Republican nominee Donald Trump and Democratic nominee Hillary Clinton speak during the first presidential debate Sept. 26. (Paul J. Richards/Agence France-Presse via Getty Images)

Deborah Tannen is a linguistics professor at Georgetown University and author of “You Just Don’t Understand” and “The Argument Culture.”

Interruptions are a staple of modern-day political debates, as we saw in the first presidential and the vice-presidential face-offs. Judging by the column inches, screen space and private conversations devoted to these interruptions, it’s clear that many viewers expect candidates to speak only during their allotted time. But that is no longer the norm. In the past, great communicators were great orators, but great communicators today sound conversational, and interrupting is common in conversation. And public discourse is now more about entertainment than enlightenment. For better or worse — better from the perspective of entertainment, worse for enlightenment — the announced formal structure of presidential debates has given way to rule-breaking interruptions. The question now is not whether candidates interrupt, but when and how, the frequency and why they do so.

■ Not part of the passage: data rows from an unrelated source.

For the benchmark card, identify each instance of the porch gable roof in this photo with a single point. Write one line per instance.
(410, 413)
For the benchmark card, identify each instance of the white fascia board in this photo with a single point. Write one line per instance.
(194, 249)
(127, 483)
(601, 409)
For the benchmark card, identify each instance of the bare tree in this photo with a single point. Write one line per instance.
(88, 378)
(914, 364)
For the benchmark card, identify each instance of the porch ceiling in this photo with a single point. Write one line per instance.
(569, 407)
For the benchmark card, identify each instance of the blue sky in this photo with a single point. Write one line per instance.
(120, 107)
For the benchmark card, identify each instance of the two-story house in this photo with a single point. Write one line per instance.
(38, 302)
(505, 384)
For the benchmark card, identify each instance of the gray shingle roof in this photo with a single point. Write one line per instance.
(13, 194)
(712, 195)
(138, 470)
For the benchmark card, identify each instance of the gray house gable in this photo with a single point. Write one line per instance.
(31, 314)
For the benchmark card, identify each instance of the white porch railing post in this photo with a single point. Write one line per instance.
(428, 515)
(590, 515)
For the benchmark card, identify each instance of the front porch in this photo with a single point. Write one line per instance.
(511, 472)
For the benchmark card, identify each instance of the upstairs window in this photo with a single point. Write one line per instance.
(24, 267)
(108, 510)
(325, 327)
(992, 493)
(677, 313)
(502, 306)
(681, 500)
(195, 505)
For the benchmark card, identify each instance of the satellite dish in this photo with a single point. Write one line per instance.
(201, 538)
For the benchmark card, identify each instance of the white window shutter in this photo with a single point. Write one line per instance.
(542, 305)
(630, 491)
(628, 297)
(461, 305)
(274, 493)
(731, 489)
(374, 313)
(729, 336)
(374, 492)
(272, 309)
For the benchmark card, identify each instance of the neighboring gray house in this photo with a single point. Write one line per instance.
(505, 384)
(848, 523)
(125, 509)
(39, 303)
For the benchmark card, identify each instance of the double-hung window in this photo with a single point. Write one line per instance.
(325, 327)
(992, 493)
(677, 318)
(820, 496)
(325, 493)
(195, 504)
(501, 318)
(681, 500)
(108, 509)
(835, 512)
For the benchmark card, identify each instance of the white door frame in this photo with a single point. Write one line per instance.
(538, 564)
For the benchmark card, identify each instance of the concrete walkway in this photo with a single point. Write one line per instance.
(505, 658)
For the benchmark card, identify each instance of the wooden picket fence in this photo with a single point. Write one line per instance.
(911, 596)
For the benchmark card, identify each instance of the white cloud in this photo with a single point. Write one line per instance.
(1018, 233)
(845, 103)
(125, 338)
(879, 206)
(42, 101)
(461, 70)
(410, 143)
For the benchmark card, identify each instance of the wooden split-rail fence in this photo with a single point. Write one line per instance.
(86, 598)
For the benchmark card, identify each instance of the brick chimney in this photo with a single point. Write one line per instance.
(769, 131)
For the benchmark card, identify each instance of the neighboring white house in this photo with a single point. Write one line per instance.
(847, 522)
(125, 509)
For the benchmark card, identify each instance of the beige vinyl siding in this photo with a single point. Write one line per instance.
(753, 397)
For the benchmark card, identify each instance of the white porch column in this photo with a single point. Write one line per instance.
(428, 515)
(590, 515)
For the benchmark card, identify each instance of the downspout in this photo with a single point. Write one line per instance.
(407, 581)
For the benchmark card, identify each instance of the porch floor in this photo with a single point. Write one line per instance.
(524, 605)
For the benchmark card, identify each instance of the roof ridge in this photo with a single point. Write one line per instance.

One of the most commented-on elements of the first presidential debate was the imbalance: Trump interrupted Clinton 51 times — 25 times in the first 26 minutes — while she interrupted him only 17, according to Vox. Would Trump have used the same tactics had his opponent been a man? And would the moderator have stepped in more forcefully and more often had it been Clinton who was interrupting Trump?

It’s not that men never interrupt other men; after all, Trump interrupted his opponents in the primary debates, too. It’s that women are interrupted more. The interruption imbalance was also striking in Matt Lauer’s commander in chief forum interviews of Clinton and Trump, as the American Enterprise Institute commentator Norman Ornstein tweeted: “Lauer interrupted Clinton’s answers repeatedly to move on. Not once for Trump. Tough to be a woman running for President.” There is ample evidence for this view in research — and history.

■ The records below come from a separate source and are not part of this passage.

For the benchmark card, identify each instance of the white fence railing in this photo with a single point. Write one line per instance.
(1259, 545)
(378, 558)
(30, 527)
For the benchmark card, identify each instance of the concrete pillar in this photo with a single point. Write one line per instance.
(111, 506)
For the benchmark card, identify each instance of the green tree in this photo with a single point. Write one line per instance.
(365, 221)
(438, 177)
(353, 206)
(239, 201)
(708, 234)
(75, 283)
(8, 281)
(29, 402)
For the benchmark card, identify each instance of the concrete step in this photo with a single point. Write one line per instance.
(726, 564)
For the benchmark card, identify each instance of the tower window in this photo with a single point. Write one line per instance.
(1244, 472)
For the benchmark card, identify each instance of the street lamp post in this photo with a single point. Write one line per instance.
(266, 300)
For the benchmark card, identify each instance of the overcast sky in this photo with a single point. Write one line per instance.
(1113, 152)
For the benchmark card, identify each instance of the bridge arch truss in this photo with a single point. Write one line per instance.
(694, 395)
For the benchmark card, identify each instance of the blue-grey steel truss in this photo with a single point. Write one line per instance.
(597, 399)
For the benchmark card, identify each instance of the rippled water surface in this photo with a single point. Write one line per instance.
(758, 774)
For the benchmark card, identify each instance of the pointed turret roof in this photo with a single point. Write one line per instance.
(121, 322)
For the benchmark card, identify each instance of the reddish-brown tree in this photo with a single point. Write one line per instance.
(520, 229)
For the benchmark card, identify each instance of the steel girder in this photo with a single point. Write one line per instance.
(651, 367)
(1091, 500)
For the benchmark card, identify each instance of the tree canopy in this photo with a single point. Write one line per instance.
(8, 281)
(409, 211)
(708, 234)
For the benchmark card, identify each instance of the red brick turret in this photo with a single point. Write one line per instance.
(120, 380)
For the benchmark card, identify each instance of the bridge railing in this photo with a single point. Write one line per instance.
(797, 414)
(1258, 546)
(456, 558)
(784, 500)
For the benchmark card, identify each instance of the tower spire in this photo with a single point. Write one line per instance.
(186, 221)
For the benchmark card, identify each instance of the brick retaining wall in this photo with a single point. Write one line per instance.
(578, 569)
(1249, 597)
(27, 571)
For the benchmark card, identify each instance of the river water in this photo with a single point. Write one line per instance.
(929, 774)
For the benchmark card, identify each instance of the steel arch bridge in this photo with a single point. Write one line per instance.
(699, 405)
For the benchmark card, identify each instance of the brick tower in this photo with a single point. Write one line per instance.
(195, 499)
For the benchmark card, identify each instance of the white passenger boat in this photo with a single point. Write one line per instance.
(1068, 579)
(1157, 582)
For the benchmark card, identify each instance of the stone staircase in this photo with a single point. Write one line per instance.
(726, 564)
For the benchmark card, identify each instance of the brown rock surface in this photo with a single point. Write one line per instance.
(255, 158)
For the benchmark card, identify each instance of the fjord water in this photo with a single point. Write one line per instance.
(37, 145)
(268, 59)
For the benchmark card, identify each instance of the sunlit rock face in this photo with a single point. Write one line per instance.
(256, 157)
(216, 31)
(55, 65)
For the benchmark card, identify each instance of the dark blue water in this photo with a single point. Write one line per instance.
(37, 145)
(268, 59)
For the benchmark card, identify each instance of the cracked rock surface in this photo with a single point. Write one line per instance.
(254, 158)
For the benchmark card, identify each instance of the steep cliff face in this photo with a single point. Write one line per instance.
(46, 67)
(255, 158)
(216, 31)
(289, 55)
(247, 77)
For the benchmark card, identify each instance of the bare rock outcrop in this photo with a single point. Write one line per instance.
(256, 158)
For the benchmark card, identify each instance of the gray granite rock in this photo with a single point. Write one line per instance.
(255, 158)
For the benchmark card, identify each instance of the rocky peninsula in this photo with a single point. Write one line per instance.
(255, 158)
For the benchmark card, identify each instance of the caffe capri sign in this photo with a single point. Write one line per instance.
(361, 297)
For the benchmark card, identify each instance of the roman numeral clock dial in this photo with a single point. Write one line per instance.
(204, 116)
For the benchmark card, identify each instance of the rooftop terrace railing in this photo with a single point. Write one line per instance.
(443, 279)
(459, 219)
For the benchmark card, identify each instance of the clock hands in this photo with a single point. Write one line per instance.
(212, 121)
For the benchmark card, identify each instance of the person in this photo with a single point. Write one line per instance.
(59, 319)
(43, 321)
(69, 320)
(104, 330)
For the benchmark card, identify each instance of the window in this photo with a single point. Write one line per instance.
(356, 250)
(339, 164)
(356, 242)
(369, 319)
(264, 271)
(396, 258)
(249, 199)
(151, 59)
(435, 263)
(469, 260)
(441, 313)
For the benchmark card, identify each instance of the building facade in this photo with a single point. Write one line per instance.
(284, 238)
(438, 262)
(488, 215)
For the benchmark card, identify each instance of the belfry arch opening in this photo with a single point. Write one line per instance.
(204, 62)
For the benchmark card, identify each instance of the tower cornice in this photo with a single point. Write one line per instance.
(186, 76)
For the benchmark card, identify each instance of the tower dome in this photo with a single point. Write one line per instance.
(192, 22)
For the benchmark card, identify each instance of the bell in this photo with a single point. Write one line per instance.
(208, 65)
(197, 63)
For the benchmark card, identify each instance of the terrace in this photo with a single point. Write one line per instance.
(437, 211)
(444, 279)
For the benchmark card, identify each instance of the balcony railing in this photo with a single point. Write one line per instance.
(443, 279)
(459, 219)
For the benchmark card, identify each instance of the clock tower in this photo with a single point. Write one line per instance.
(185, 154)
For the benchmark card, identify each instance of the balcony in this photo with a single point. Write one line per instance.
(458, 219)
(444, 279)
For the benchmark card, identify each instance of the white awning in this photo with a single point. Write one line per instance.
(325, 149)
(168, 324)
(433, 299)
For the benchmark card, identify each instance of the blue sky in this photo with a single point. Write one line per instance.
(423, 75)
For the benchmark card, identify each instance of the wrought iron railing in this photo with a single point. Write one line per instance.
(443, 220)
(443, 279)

One of the first studies in the field of gender and language, by Don H. Zimmerman and Candace West in 1975, found that in casual conversations between women and men, women were interrupted far more often. And in 1982, the University of Sheffield psychologist Geoffrey Beattie found that British Prime Minister Margaret Thatcher was interrupted far more often than male senior politicians, and that she interrupted others far less frequently as well. Years ago, when I was a guest on his one-on-one interview show, John McLauglin showed me video clips to illustrate a pattern he’d noticed on “The McLaughlin Group”: that panelist Eleanor Clift was interrupted far more often than her male counterparts.

The vice-presidential debate was revealing in this regard. Democrat Tim Kaine interrupted Republican Mike Pence more often than the reverse, but Kaine’s 70 interruptions were less than double Pence’s 40, whereas Trump’s and Clinton’s were far more imbalanced.

Not all interruptions are created equal. It might seem at first surprising that when I studied women and men talking at work, I found that women “interrupted” each other more often than men did — when they were in all-women conversations. I put the word “interrupted” in quotes because an interruption is a violation of turn-taking rights: A second speaker tries to steal the floor when a first has a legitimate claim to it. But the talking-along I observed in all-women conversations was typically intended to show enthusiastic listenership. I call these “cooperative overlaps,” because they function like a cheering squad, encouraging the speaker to keep going.

None of Trump’s interruptions of Clinton were cooperative, but not all of them were floor-stealing, either. To be sure, some were, as when he talked over her at length. But at other times his interruptions were more like interjections, as when he belted “Wrong!” while Clinton spoke. Quite different were quips to comment on how she was characterizing him. The opposite of “Wrong!,” these quips implied, “Right! And it’s a good thing, too!” Many felt that these interjections damaged Trump, by reinforcing Clinton’s suggestion that he didn’t pay any taxes (“That makes me smart”) or that he celebrated the housing crisis because it meant he could buy up property on the cheap (“That’s called business”).

An assumption underlying almost all comments on interruptions is that they are aggressive, but the line between what’s perceived as assertiveness or aggressiveness almost certainly shifts with an interrupter’s gender. When both debaters are men, they may gamble that it’s worth interrupting to come across as bold and assertive. But a woman must be more cautious: Just as we know that men tend to interrupt women more often than the reverse, we also know that when women interrupt men, they are judged more harshly.

If the goal of interruption is to grab the floor, Trump’s worked. According to ABC News, he ended up with more than 3 minutes more airtime than Clinton: 45 minutes and 3 seconds to her 41 minutes and 50 seconds. But the tactic backfired: Although Trump won the competition for talk time, it was generally agreed that he lost the debate. His lopsided interruptions were not the main reason, but they surely played a role.

The townhall meeting format of Sunday night’s debate will add layers of meaning to interruptions. It seems unlikely that questioners will be interrupted, because they represent the voters who are watching, and no one wants to offend them. But cutting off a candidate who is answering a voter’s question might seem disrespectful to the questioner, too. What we know for sure is that there will be interruptions — and how people judge them will no doubt vary, too.